Easily uninstall apps

Windows 8 allows users to quickly uninstall an app by right-clicking on it in the Start Menu (or shall I say Start Screen) and select Uninstall. Metro-style apps go immediately. For traditional applications, Windows launches Unintall module of Control Panel. I have no statistics but I think Uninstall is probably the most visited part of Control Panel.

Weather App

Weather App is great. It is comprehensive and has everything one might need. The user interface is also amazingly beautiful. (Beauty is rare thing the ugly Windows 8.)

Programs may create Uninstall shortcuts...

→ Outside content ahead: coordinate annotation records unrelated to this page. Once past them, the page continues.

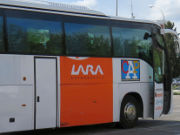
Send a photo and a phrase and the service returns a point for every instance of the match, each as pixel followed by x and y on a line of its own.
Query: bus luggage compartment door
pixel 45 92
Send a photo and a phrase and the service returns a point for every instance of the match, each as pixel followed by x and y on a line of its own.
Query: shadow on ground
pixel 104 129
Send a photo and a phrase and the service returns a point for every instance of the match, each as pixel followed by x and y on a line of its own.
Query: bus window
pixel 87 40
pixel 30 36
pixel 2 48
pixel 131 42
pixel 158 64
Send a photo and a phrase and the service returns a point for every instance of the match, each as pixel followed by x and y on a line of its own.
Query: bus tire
pixel 129 112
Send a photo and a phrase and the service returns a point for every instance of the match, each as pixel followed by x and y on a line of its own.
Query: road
pixel 167 125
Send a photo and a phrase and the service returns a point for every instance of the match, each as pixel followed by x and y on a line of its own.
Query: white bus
pixel 63 66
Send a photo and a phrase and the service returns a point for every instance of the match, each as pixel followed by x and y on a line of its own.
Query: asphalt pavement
pixel 166 125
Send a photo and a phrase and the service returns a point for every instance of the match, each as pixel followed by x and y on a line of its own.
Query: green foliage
pixel 172 47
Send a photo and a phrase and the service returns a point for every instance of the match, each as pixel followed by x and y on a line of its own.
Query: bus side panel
pixel 16 93
pixel 86 91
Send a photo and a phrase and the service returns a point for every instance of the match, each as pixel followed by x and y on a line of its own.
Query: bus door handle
pixel 38 99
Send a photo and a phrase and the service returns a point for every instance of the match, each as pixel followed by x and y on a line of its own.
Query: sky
pixel 141 9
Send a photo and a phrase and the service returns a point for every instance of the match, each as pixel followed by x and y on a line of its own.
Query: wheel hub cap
pixel 130 111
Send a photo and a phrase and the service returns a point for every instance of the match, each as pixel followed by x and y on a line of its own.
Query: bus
pixel 63 65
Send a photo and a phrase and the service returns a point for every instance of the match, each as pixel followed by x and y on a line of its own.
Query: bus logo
pixel 130 70
pixel 89 69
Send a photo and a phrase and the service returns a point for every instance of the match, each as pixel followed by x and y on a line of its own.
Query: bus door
pixel 45 92
pixel 158 58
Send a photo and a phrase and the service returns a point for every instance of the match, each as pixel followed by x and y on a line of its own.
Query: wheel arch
pixel 138 97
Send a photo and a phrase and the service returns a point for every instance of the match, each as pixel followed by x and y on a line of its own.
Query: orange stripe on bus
pixel 86 91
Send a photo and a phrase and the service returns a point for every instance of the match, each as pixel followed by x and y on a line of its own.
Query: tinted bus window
pixel 30 36
pixel 87 40
pixel 130 42
pixel 2 48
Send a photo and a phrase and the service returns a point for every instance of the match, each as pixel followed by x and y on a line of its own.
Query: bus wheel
pixel 129 112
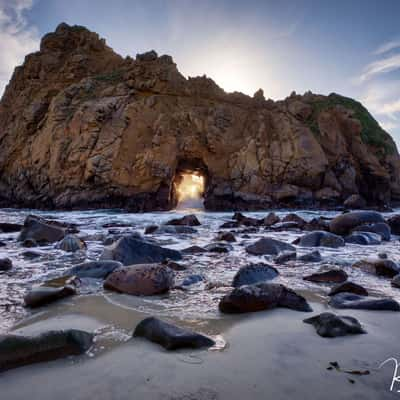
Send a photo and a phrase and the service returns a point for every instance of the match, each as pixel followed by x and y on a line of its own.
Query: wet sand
pixel 268 355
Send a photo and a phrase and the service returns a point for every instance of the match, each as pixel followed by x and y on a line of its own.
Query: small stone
pixel 314 256
pixel 329 276
pixel 254 273
pixel 330 325
pixel 285 256
pixel 348 287
pixel 169 336
pixel 268 246
pixel 5 264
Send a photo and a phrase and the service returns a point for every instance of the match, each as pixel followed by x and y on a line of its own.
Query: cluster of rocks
pixel 137 266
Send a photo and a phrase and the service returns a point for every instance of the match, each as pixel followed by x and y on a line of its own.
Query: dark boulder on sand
pixel 313 256
pixel 344 223
pixel 226 237
pixel 218 248
pixel 7 227
pixel 363 238
pixel 285 256
pixel 334 275
pixel 41 231
pixel 394 223
pixel 141 280
pixel 16 350
pixel 396 281
pixel 169 336
pixel 130 250
pixel 254 273
pixel 188 220
pixel 71 243
pixel 95 269
pixel 262 296
pixel 321 238
pixel 379 266
pixel 5 264
pixel 356 302
pixel 330 325
pixel 380 228
pixel 268 246
pixel 355 201
pixel 349 287
pixel 42 295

While using the new Start Screen (the HD version of Start Menu), I noticed that although programs do make Uninstall shortcuts in the Start Screen folder, Windows does not display them. This behavior is not consistent, e.g. Windows 8 did hide the uninstall shortcut of QuickTime or Macrium Reflect but did not do so with Norton Antivirus or Outpost Internet Security. Never the less… (Continued.)

...but Windows 8 does not display them

(Continued from the previous image) This is good news indeed. Badly developed programs crowd the Start Menu with their redundant shortcuts that one never uses, including Uninstall, Readme, Help, Register, License Agreement, Website, etc. Uninstall shortcuts, however, are developers’ insult to themselves because they imply that their host program is so bad that users might want to uninstall them anytime and ask for a refund.